Sterilize the MBNC by exposing it overnight to U.V.Store the MBNC in 20 milliliters of deoxygenated high purity water that has been autoclaved at 120 degrees Celsius for 20 minutes. Aseptically, immerse the sample in one percent of polyethylene glycol, or PEG, and stir for two hours at room temperature. Coating with PEG improves the biocompatibility and stability of the iron oxide nano-particles deposited in the BNC as it is distributed over the MBNC three-D network.
The macroscopic appearance of the BNC is shown here. The culture vessel gives the shape of the pellicles. Scanning electron microscopy reveals that fine ribbons form the micro-structure of the BNC with approximately 50 nanometers in diameter, which create open pores across the entire network.
Magnetic functionalization of the BNC gives a less compacted fibril structure as compared to the BNC. The iron oxide nano-particles are preferentially located between the pores formed by fibril interlacing. Atomic force microscopy topography detected the magnetic force gradient characterized by two domains across the MBNC surface.
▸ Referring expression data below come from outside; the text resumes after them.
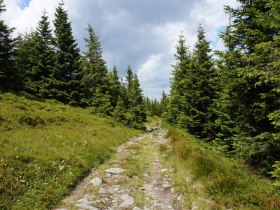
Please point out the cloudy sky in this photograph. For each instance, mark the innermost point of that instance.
(142, 33)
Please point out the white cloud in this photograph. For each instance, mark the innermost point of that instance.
(141, 33)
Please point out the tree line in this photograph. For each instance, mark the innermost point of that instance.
(46, 64)
(233, 102)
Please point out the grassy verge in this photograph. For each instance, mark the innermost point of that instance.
(46, 147)
(210, 181)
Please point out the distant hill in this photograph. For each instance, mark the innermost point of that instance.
(46, 147)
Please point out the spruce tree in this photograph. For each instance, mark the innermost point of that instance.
(202, 89)
(66, 76)
(46, 55)
(9, 76)
(136, 114)
(36, 58)
(95, 76)
(177, 104)
(252, 61)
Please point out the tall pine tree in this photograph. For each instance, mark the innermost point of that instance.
(9, 76)
(95, 76)
(66, 76)
(252, 64)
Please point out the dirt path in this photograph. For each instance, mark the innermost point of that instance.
(135, 178)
A high intensity magnetic field, shown in yellow, and a weak intensity magnetic field, shown in green. The presence of magnetic domains observed with MFM is confirmed by vibrating sample magnetometer data which shows that the iron oxide nano-particles are superparamagnetic, hence rendering the BNC magnetic. The integrity of the DNA on human aortic smooth muscle cells is preserved after a 24 hour incubation period, when cultured in the absence, and presence, of BNC or MBNC, as evident when compared to cells that underwent hydrogen peroxide treatment.
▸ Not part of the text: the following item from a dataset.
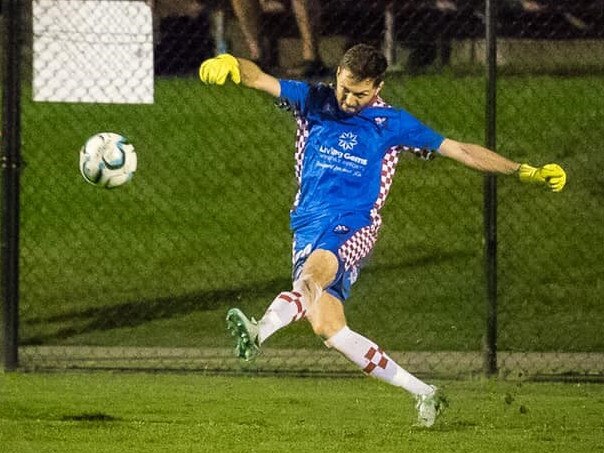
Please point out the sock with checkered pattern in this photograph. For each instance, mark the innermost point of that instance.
(375, 362)
(287, 307)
After watching this video, you should have a good understanding of how to render a bacterial nanocellulose magnetic for applications in damaged blood vessel reconstruction. We first had the idea for this method when we needed to induce a density gradient of magnetic nano-particles that had to be dispersed within the complex matrix of the bacterial nanocellulose network. Integrating the iron oxide nano-particles in this network required that we conducted a method during synthesis of the BNC.
Generally, individuals new to this method will struggle because there are a number of complex steps to impregnate iron oxide nano-particles into BNC.